Here is a look at the direct-lending system students could face this fall under the Senate compromise:
—All undergraduates would borrow at a rate of 3.85 percent this fall. As the economy improves, rates would climb but could not top 8.25 percent. Students previously borrowed at 3.4 percent or 6.8 percent based on their financial need.
—Most graduate students would have access to loans at 5.4 percent, but rates could not climb above 9.5 percent. Qualifying graduate students previously borrowed at 6.8 percent.
—Loans that parents sign to help their children would come at a 6.4 percent interest rate. The rate would be capped at 10.5 percent. Some graduate students could choose these loans as well.

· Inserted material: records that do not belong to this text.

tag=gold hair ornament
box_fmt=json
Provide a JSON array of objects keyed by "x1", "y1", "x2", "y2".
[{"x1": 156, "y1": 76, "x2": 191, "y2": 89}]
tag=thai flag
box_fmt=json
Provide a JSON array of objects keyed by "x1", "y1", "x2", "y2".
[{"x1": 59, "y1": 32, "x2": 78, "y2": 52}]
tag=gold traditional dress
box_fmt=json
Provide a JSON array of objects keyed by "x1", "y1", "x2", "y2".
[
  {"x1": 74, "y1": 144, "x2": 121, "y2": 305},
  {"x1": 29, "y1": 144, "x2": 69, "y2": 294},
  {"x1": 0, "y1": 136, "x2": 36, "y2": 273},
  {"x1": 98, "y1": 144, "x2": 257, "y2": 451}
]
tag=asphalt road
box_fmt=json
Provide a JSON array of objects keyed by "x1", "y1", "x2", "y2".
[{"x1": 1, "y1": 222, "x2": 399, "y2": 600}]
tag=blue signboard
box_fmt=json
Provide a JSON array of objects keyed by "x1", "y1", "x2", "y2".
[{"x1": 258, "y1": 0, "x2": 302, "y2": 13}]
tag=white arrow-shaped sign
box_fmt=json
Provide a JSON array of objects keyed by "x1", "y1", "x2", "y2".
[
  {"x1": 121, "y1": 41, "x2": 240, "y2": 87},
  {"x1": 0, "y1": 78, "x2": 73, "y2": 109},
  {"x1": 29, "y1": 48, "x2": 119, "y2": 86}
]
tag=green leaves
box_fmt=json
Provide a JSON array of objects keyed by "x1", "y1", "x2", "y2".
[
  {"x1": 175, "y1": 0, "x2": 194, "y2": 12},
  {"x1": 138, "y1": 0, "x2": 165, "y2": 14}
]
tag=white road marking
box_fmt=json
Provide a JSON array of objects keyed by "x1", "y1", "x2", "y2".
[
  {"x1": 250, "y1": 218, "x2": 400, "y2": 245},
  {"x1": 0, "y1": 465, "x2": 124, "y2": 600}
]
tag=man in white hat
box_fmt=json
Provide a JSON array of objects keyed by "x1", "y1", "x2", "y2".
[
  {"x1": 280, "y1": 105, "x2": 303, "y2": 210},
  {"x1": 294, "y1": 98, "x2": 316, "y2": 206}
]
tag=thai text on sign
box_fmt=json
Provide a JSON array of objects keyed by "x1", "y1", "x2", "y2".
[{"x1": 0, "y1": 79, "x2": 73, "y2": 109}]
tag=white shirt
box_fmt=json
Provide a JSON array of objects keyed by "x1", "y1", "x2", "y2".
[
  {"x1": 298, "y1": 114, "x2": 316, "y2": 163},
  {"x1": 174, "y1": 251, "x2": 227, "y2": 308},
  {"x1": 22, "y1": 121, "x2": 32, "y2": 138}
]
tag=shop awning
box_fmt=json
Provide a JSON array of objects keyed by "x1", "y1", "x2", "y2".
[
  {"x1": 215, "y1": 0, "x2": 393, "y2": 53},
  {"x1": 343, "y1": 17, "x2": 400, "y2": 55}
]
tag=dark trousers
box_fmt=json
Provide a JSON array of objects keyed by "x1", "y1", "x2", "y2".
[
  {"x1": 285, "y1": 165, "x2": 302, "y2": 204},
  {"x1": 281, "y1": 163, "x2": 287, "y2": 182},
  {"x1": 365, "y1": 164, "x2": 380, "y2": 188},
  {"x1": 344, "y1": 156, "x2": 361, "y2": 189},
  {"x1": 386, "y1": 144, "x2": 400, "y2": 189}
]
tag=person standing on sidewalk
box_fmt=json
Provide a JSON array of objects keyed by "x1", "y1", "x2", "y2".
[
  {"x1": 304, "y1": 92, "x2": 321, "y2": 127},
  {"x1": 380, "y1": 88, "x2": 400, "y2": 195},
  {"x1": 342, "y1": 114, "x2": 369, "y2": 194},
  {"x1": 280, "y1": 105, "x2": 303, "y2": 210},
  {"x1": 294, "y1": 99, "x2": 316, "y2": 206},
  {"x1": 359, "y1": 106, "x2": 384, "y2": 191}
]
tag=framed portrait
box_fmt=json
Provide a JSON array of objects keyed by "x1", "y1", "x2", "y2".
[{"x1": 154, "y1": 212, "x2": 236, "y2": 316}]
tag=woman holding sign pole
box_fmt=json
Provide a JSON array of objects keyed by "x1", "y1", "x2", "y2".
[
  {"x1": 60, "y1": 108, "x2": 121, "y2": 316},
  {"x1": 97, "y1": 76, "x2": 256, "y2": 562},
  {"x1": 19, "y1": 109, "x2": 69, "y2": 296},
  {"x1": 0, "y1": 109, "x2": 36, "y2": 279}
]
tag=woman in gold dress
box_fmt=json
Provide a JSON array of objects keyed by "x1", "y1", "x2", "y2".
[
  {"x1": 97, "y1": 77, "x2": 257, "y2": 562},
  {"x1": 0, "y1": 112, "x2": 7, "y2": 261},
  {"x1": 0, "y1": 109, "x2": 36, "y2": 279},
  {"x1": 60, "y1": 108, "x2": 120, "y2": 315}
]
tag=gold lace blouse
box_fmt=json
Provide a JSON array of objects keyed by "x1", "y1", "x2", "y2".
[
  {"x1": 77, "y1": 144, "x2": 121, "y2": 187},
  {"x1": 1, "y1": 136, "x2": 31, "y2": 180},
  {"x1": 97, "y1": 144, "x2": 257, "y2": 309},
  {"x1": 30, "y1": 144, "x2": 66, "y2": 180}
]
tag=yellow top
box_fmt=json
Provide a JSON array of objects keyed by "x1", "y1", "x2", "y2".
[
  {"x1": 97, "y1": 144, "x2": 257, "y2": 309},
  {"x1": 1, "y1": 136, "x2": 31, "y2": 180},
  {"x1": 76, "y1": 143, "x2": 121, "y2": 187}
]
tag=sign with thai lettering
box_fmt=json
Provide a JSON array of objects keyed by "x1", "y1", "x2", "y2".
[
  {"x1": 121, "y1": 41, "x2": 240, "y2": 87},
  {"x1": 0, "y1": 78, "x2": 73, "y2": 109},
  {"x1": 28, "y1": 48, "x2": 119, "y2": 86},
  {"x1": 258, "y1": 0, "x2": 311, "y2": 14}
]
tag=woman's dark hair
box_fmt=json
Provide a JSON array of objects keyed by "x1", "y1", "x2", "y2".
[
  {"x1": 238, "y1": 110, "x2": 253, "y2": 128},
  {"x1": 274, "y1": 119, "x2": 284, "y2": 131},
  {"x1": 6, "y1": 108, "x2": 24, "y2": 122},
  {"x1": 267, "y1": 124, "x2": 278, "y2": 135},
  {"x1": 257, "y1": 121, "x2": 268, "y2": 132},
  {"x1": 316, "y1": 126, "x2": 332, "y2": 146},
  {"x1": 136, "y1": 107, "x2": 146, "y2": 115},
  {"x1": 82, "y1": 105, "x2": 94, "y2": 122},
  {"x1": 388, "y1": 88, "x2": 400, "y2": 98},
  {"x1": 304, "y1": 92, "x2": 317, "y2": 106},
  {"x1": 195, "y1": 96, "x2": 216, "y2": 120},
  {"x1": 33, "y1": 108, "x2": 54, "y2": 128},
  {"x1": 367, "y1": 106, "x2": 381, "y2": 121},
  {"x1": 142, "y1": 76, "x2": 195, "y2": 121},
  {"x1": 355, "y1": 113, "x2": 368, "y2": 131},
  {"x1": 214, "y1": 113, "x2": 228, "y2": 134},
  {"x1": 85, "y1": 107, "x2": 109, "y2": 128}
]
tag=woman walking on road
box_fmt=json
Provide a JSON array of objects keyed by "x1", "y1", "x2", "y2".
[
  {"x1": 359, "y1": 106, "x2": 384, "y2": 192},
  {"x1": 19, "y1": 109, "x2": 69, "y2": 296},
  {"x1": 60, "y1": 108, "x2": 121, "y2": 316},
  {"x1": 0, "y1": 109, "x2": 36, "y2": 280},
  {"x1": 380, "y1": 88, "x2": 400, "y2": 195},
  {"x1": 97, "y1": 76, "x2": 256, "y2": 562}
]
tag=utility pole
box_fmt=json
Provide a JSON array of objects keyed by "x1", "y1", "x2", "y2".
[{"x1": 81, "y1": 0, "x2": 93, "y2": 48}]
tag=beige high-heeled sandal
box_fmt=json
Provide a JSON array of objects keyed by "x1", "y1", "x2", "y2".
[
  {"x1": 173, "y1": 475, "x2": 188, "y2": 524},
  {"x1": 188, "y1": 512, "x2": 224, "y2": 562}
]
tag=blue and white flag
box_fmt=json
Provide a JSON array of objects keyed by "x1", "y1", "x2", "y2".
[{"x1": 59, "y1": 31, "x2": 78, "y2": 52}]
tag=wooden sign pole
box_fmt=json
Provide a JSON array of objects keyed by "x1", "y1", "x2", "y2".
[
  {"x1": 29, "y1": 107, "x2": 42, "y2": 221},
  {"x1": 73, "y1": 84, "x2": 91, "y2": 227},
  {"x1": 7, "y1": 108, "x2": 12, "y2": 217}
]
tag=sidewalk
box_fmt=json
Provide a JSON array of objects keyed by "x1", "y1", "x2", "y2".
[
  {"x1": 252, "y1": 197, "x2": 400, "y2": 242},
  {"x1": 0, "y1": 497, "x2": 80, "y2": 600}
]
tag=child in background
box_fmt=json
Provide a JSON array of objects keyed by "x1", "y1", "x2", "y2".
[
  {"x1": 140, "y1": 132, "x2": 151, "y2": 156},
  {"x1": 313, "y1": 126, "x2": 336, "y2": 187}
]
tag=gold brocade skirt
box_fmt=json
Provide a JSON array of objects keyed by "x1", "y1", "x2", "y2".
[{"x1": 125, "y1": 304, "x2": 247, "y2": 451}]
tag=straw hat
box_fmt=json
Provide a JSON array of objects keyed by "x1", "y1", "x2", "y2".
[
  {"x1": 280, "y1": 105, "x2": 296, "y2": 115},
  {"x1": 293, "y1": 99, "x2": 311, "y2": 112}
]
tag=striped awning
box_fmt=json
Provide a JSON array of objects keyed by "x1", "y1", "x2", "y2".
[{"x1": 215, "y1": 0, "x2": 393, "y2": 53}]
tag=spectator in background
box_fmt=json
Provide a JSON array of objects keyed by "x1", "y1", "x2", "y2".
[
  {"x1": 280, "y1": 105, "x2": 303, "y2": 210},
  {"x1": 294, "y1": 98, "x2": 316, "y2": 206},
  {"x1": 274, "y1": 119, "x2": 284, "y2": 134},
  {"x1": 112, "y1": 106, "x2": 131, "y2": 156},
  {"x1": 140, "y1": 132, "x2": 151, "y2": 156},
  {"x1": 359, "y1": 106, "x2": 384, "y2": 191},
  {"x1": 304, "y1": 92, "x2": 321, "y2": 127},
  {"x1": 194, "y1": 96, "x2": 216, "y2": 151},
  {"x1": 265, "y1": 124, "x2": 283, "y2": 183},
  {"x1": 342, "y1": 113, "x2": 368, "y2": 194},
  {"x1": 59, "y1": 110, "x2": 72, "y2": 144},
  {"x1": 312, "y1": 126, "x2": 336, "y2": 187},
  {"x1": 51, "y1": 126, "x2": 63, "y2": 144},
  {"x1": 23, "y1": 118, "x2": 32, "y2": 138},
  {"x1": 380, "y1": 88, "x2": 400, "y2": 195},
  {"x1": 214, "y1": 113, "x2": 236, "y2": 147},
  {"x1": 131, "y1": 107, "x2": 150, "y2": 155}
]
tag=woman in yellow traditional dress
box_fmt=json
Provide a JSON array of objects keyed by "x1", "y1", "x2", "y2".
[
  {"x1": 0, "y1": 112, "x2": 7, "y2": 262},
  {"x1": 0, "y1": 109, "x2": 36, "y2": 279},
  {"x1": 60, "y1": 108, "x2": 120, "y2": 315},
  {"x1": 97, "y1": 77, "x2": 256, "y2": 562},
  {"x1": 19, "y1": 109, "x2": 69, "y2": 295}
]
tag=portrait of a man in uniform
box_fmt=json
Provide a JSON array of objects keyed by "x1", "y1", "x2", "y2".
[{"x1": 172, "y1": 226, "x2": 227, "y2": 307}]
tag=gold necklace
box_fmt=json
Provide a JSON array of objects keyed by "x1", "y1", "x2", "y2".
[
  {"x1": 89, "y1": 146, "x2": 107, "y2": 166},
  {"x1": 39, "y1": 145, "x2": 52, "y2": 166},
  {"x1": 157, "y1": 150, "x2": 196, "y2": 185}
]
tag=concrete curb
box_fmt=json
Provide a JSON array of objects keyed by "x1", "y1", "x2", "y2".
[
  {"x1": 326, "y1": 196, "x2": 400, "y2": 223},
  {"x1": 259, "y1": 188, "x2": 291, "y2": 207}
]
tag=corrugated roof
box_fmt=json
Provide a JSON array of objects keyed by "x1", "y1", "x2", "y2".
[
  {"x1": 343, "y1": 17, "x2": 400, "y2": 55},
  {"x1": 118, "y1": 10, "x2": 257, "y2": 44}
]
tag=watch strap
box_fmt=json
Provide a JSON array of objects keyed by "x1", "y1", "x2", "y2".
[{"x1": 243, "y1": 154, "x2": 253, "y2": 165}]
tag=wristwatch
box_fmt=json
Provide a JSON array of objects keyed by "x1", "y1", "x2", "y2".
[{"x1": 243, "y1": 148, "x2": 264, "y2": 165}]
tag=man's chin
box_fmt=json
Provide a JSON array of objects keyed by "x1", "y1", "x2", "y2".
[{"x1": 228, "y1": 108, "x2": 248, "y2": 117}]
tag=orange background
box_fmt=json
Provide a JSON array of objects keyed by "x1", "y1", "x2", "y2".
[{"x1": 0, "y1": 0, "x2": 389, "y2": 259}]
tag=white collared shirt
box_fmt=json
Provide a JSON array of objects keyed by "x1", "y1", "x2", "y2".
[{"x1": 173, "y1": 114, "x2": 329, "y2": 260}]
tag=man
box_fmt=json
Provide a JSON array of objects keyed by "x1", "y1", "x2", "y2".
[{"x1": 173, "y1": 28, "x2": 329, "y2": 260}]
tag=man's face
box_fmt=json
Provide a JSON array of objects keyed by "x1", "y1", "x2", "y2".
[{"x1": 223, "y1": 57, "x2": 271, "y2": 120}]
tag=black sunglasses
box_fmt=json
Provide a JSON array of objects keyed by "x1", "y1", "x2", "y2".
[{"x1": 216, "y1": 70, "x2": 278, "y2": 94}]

—Student borrowing limits are based on how much they and their parents could be expected to contribute to college costs, in addition to the costs of attending the school.
—Other popular financial aid options such as work-study programs, Pell grants and Perkins loans are not part of the deal and would continue as before.
—Students' previous borrowing does not change under the deal. Those already repaying loans would not be affected. Only new loans taken out this fall would be covered under the deal.